Scripture and Tradition. The authentic faith is to be found in the teaching and preaching of the Church, which has continued unbroken from the time of the Apostles. Thus the proximate rule of faith suited to all men is this universal teaching of the Church, the living magisterium. But now a further question arises. How does the Church itself know what is revealed? It is under the protection of the Holy Spirit and so cannot err, and yet the decisions of the Church are not arbitrary; they must be reasonable. What precisely are the reasons?
In deciding what is the ultimate rule of faith, the inspired writings have an important and unique place. The Bible has been entrusted to the Church, and it draws nourishment by prayerful meditation on the word of God. The Church has always to be checking its message by the standard of the inspired word so that it can teach nothing at variance with the Scriptures. The very authority of the Church itself is proclaimed in the Bible.
This is not to fall into the error of maintaining that the Scriptures are the sole rule of faith. The Holy Spirit, who inspired the Scriptures, is also with the Church, and it is through the living tradition of the Church that the Scriptures reach man. The Church itself tells men they are inspired; it is the Church that draws men's attention to them and assures men of a right interpretation. Written and oral teaching are really inseparable. Oral preaching of the gospel preceded in time the New Testament writings, but even this oral teaching was focused on the Old Testament writings that found their fulfillment in the deeds of Christ. The New Testament itself appeals to the oral teaching (1 Cor 15.1–8; Gal ch. 1 and 2; Col 2.6; 2 Thes 2.15; 2 Jn 12; 3 Jn 13; 2 Pt 3.15–16).
When listening to the Scriptures in the liturgy or reading them privately at home the individual Christian can gain valuable insights into God's revelation, but these are not sufficient of themselves to constitute a rule of faith. The reformers very much minimized the part of the Church and overstressed the individual response to the Bible, but clearly this experience cannot be the final word, as one needs some authority to tell him what indeed are the inspired Scriptures and how they should be interpreted. Many of the reformers soon realized that the Bible cannot be left to individual interpretation and so soon began to allow for a further rule of faith such as the interpretation of the early Church (thus the convocation of 1571). The question of the canon of Scripture has always been a difficulty for this view.
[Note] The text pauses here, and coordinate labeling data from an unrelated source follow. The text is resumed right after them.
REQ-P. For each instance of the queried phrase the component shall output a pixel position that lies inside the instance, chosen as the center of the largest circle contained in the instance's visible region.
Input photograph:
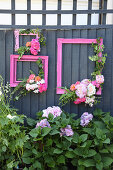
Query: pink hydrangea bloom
(86, 82)
(43, 123)
(54, 110)
(85, 119)
(80, 100)
(100, 79)
(33, 51)
(35, 44)
(42, 88)
(67, 131)
(31, 77)
(81, 90)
On the other hand, Counter Reformation theology had to insist very much on the place of the Church and the importance of tradition; it tended to neglect the importance of the Bible. The ecumenical movement has meant there is a better appreciation by all Christians that both the Bible and the Church have their part to play in the rule of faith.
See Also: analogy of faith; article of faith; confession of faith; deposit of faith; dogma; revelation, theology of; tradition (in theology).
Bibliography: j. quasten, Lexikon für Theologie und Kirche, ed. j. hofer and k. rahner, 10 v. (2d, new ed. Freiburg 1957–65) 8:1102–03. j. n. d. kelly, Early Christian Creeds (2d ed. New York 1960). Early Christian Doctrines (2d ed. New York 1960). g. h. tavard, Holy Writ or Holy Church (New York 1960).